Winter is approaching. What, if anything, have you done to prepare for those months of cold, perhaps snowy, weather? After moving up north in 1973, I had a routine to prepare for my least-favorite time of the year. Make sure there was plenty of wood for the fireplace as we were certain to lose electricity at least once during the winter. Keep an emergency supply of food in case we could not get to the grocery because of heavy snow. However, I always knew that the road crew would eventually be out, clear the roads, and electricity would soon be restored.

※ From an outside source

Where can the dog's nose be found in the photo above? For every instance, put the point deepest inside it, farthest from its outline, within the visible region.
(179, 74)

The winter preparations we made seem like nothing compared to what our ancestors had to endure 200 years ago. No electricity or gas to warm the house or brighten the nights. No telephones or email to check on friends and relatives living across town or across the country. Instead, there was much work to be done in order to be ready for winter. During the summer gardens were planted and what wasn’t eaten fresh was "put up" to enjoy months later. Fruit was picked and dried to enjoy as a wintertime treat. Heavy clothing was mended and perhaps passed down from an older child to a younger one. As the temperatures fell, going barefoot was no longer an option so a pair of shoes had to be made. Firewood must be cut and stacked to last through the winter and feed for the animals must be stored for use later. This list could go on an on.
My wish for you during this season of thanksgiving is this: We have much to be thankful for in this year of 2007. Appreciate what we have and what our ancestors endured so that we might enjoy a more comfortable life. Please say a special prayer for the safety of our military men and women who are so far from home.